Open jwb95 opened this issue 3 years ago • 2 comments

Hey l4rz, thanks for the extensive research on this topic.

Have you considered adding attention layer(s) instead of increasing the capacity to achieve higher quality? E.g. lucidrains (https://github.com/lucidrains/stylegan2-pytorch) claims this greatly improves results.

However, adding attention to the XXL model will probably yield OOMs. It would be interesting to see what benefits results more, more convolutional filters or attention. Also we know that for harder tasks (more classes and poses), e.g. imagenet, StyleGANs fail at modeling larger structures. We also know, BigGAN which employs attention on scale 64^2 (correct me if I'm wrong) does a far better job here.

I would just like to know what your experiences and thoughts are here.

jwb95 avatar May 18 '21 12:05 jwb95

Thank you!

I've experimented with adding SAGAN-style self attn layers to SG2 at lower resolution blocks (16..64x) of D and G networks.
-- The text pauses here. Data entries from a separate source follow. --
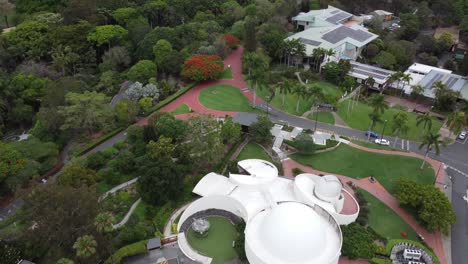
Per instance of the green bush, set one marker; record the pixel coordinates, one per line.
(129, 250)
(380, 261)
(92, 145)
(297, 171)
(171, 98)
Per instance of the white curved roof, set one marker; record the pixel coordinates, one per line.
(294, 233)
(328, 188)
(290, 231)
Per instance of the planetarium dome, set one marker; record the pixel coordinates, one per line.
(292, 232)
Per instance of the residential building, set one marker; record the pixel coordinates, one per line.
(331, 29)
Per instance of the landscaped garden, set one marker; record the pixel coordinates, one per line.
(253, 151)
(224, 98)
(181, 109)
(358, 118)
(356, 163)
(291, 99)
(323, 117)
(218, 243)
(227, 74)
(385, 221)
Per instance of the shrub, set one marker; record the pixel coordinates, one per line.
(203, 67)
(297, 171)
(232, 41)
(129, 250)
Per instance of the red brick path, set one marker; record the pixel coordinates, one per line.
(434, 240)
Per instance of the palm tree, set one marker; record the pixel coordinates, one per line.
(285, 87)
(424, 120)
(456, 121)
(85, 246)
(417, 90)
(329, 53)
(430, 141)
(400, 125)
(394, 77)
(406, 78)
(301, 92)
(378, 103)
(103, 222)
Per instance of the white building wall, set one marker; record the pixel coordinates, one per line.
(220, 202)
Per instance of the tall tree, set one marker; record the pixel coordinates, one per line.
(426, 122)
(6, 8)
(87, 111)
(400, 125)
(85, 246)
(60, 215)
(431, 141)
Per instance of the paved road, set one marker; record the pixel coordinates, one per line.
(460, 229)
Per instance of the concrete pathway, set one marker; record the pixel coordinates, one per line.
(127, 216)
(175, 214)
(339, 121)
(434, 240)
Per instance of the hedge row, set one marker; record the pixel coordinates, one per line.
(100, 140)
(393, 242)
(171, 98)
(163, 103)
(128, 250)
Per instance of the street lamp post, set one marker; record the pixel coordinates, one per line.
(383, 131)
(316, 118)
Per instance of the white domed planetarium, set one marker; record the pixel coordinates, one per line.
(293, 221)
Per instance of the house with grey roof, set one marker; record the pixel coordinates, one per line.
(334, 29)
(321, 18)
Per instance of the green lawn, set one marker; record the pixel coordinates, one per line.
(324, 117)
(218, 243)
(291, 99)
(227, 74)
(358, 118)
(385, 221)
(253, 151)
(181, 109)
(225, 98)
(355, 163)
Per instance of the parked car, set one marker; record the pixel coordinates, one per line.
(462, 135)
(382, 142)
(372, 134)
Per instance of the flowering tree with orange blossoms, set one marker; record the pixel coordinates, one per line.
(203, 67)
(231, 41)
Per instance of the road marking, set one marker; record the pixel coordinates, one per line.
(457, 170)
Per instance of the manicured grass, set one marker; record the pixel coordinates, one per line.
(358, 118)
(356, 163)
(181, 109)
(225, 98)
(218, 243)
(291, 99)
(375, 146)
(385, 221)
(227, 74)
(253, 151)
(324, 117)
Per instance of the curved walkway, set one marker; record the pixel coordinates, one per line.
(191, 97)
(127, 216)
(434, 240)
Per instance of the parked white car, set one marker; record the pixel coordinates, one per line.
(462, 135)
(382, 142)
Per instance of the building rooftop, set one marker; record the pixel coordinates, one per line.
(331, 15)
(333, 36)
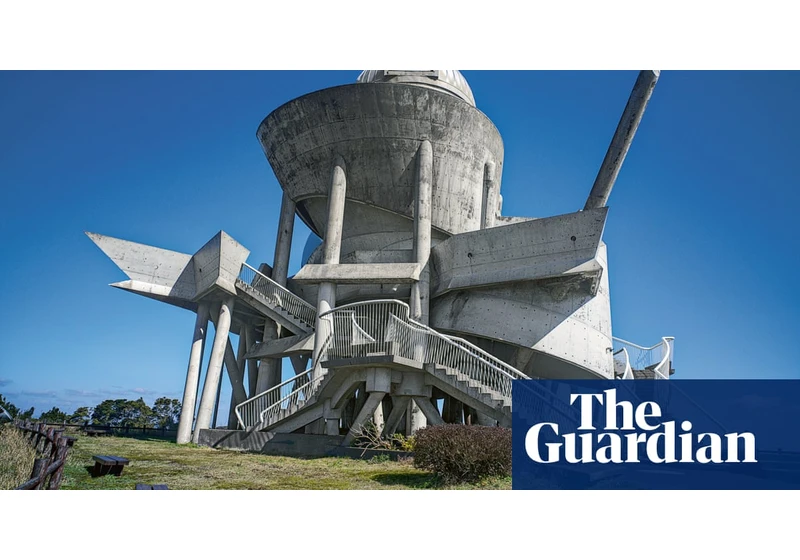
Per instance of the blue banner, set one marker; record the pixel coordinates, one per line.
(656, 434)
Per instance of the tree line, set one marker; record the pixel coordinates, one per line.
(164, 413)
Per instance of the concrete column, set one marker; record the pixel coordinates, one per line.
(269, 371)
(366, 412)
(193, 374)
(420, 291)
(234, 365)
(283, 247)
(623, 137)
(332, 248)
(399, 407)
(252, 365)
(214, 367)
(491, 192)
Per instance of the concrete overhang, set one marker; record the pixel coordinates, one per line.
(376, 273)
(546, 248)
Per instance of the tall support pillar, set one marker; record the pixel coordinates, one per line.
(326, 299)
(421, 290)
(283, 247)
(491, 192)
(193, 374)
(269, 371)
(214, 367)
(252, 364)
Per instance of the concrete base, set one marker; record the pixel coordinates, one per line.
(289, 445)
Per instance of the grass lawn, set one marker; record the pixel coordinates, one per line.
(189, 467)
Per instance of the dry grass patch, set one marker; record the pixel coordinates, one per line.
(156, 461)
(16, 457)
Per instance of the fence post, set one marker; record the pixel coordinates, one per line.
(39, 467)
(61, 455)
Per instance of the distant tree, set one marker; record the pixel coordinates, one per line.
(81, 415)
(53, 416)
(122, 412)
(27, 415)
(10, 408)
(167, 412)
While training with concrete panel buildings dataset, I was able to get somewhat better results even with lower capacity networks (https://twitter.com/l4rz/status/1343690951240392704) on a small (N=2K) dataset. Inter alia, self attention blocks seem to help SG2 to draw straight lines.

Frankly, I don't think that it is worth that additional VRAM overhead. I think that the perceived problem of "SG2 struggles with ImageNet" is mainly due to the fact that ImageNet is a small dataset, should we consider the number of images per class. ImageNet is ~1M but only ~1K per class and that's clearly not sufficient enough for GANs to work (even with bells and whistles like ADA).
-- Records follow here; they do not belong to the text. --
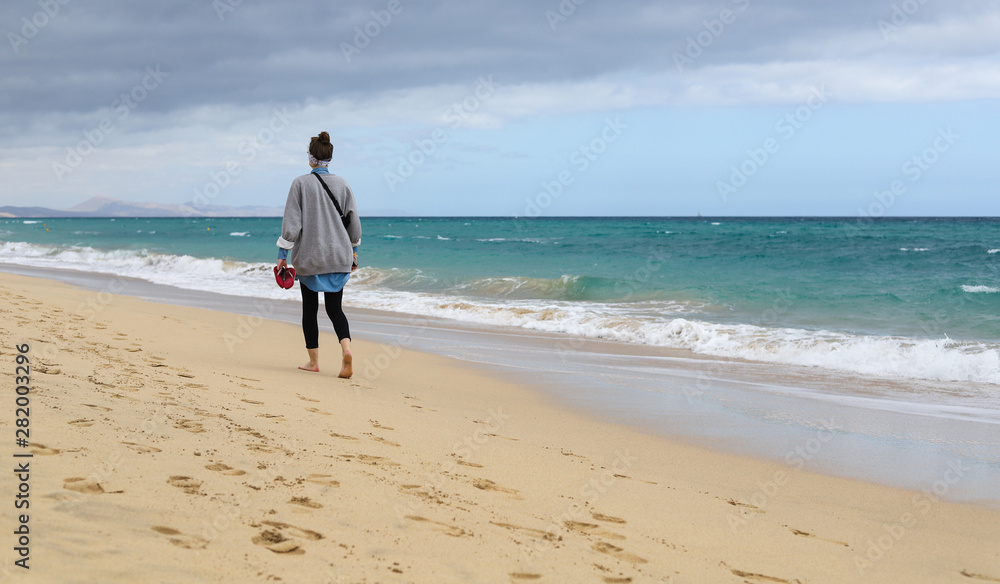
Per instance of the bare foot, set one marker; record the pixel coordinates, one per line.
(347, 370)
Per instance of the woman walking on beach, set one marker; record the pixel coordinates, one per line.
(322, 230)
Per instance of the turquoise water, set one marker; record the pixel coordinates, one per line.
(893, 297)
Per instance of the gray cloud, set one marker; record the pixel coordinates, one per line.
(89, 53)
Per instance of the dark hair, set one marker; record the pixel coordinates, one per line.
(320, 147)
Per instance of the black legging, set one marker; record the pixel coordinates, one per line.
(310, 308)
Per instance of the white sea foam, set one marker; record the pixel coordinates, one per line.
(980, 289)
(659, 323)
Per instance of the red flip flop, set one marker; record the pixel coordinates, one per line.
(285, 277)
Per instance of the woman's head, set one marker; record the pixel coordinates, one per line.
(320, 149)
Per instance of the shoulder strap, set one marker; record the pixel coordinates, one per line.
(332, 198)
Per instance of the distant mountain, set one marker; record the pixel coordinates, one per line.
(108, 207)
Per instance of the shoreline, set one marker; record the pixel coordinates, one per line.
(181, 460)
(727, 405)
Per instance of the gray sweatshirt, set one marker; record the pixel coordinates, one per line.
(311, 227)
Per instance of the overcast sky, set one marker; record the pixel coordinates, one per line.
(441, 107)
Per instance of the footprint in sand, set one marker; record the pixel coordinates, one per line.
(617, 552)
(284, 538)
(736, 503)
(607, 518)
(591, 529)
(190, 425)
(41, 449)
(537, 533)
(757, 577)
(188, 484)
(975, 576)
(305, 502)
(488, 485)
(266, 448)
(369, 459)
(179, 539)
(421, 491)
(380, 439)
(444, 528)
(82, 485)
(224, 469)
(811, 536)
(324, 480)
(141, 448)
(467, 463)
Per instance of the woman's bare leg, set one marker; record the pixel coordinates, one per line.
(313, 364)
(346, 369)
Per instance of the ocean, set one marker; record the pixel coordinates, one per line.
(886, 298)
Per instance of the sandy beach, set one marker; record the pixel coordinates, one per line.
(175, 444)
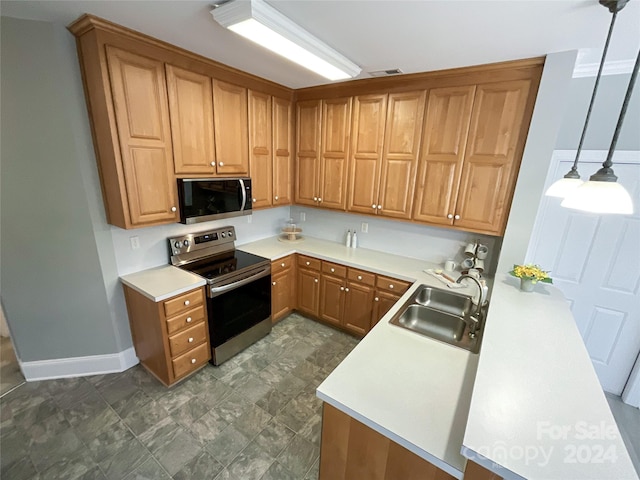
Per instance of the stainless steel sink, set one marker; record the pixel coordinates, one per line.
(442, 315)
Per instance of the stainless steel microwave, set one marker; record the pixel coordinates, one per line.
(206, 199)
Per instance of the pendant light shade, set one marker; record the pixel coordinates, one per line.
(600, 197)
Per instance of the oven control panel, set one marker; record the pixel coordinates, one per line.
(222, 237)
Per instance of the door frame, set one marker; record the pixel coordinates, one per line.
(588, 164)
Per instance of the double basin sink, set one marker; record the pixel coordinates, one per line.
(442, 315)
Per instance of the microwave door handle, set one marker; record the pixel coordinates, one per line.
(244, 195)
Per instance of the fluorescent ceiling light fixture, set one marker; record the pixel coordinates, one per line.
(264, 25)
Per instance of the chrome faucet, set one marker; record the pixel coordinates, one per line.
(475, 316)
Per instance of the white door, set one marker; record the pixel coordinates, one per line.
(595, 261)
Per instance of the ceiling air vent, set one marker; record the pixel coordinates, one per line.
(385, 73)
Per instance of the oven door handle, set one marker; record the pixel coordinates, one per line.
(244, 195)
(224, 288)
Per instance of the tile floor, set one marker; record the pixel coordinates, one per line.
(254, 417)
(10, 374)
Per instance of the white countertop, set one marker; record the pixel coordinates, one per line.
(536, 394)
(161, 283)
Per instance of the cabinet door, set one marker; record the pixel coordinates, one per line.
(191, 113)
(140, 104)
(231, 126)
(358, 308)
(332, 294)
(382, 303)
(282, 293)
(308, 291)
(308, 115)
(400, 155)
(260, 153)
(367, 136)
(336, 121)
(493, 153)
(282, 155)
(445, 135)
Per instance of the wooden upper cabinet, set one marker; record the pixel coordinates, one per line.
(367, 136)
(403, 131)
(494, 149)
(260, 148)
(308, 117)
(282, 154)
(142, 117)
(334, 154)
(446, 126)
(231, 125)
(191, 113)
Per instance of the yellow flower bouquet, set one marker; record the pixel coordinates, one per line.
(531, 272)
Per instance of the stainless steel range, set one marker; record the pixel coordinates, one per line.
(238, 288)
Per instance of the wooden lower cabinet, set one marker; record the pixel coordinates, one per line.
(351, 450)
(283, 287)
(171, 338)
The beauty of SG2 is that it gives high quality results with relatively low compute spent on training (in comparision with BIGGAN or VAEs). In addition, its G network is quite powerful when we start to operate in 𝑊+ space, being able to synthesize samples that are far away from the distribution present in training set.

In addition to my experiments, Aydao's success with TANDE (D and G are slightly larger than my XXL model; also the latent dimensionality increased 2x) demonstrates that scaled up SG2 is indeed able to reproduce a variety of modes. Exploration of its latent space: https://twitter.com/l4rz/status/1376938909997924355

So I think it would be insteresting to try to scale the SG2 up even more, also in terms of depth (adding more conv layers), and train it on a really large, perplexed, multi-modal dataset like Danbooru anime figures. Maybe wrapping up the SG2-ADA-PyTorch with deepspeed or something.
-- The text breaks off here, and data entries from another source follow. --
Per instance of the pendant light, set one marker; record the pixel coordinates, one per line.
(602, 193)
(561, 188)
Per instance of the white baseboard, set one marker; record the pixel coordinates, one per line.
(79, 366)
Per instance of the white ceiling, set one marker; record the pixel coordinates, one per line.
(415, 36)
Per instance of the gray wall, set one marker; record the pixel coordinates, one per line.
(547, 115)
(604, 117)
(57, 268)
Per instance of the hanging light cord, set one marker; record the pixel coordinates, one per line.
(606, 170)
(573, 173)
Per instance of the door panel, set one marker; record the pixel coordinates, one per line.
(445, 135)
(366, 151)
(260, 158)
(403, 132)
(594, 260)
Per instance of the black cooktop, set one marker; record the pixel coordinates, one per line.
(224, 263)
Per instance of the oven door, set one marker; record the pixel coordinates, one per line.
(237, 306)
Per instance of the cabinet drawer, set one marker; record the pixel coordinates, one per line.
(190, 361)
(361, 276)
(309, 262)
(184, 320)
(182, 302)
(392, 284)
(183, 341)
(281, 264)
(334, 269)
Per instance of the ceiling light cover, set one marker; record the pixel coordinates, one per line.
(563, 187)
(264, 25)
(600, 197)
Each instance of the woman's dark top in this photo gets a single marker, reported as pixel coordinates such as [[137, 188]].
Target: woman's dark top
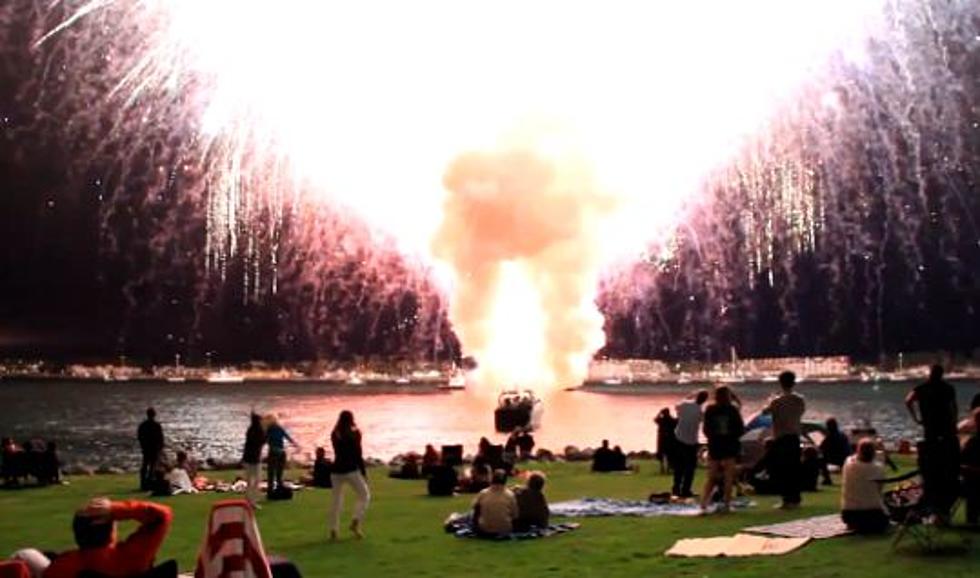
[[347, 455], [835, 448], [724, 428], [254, 440]]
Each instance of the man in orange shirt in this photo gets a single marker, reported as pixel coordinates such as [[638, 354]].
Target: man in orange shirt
[[98, 550]]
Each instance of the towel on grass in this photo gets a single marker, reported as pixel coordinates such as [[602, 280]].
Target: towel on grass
[[461, 526], [594, 507], [817, 527], [739, 545]]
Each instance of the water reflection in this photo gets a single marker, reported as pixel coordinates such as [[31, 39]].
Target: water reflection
[[96, 423]]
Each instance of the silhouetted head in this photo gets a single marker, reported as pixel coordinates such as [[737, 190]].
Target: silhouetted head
[[723, 395], [345, 422], [499, 478], [866, 450], [787, 380], [536, 481], [832, 427], [92, 531]]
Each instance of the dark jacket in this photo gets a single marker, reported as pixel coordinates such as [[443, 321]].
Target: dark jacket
[[150, 435], [347, 456], [254, 440]]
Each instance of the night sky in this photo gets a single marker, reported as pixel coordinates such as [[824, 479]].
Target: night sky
[[83, 274]]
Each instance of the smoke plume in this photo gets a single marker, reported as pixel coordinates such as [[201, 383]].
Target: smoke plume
[[520, 231]]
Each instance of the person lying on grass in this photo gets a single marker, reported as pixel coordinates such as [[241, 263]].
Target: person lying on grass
[[98, 549]]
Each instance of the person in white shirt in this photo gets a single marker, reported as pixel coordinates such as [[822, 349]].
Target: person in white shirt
[[495, 508], [862, 508], [787, 411], [686, 447]]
It could be also interesting if someone could shed some light on what's really going on in these skip connections of SG2 G.

(tbh i don't think anyone knows what's going on with GANs at all)

l4rz avatar May 19 '21 10:05 l4rz

Thanks for the insights and great thoughts!

"I think that the perceived problem of 'SG2 struggles with ImageNet' is mainly due to the fact that ImageNet is a small dataset" - great point.

The Aydao-results look very impressive. While mid-to-high details look perfect, geometric failures in the larger structures are still noticable. So there is still need for even more capacity and/or more data.

Why would increasing depth be better than simply increasing the number of filters? The receptive fields of all the blocks (=5) should be sufficient, covering the entire image. Simply adding more filters should do the job (?).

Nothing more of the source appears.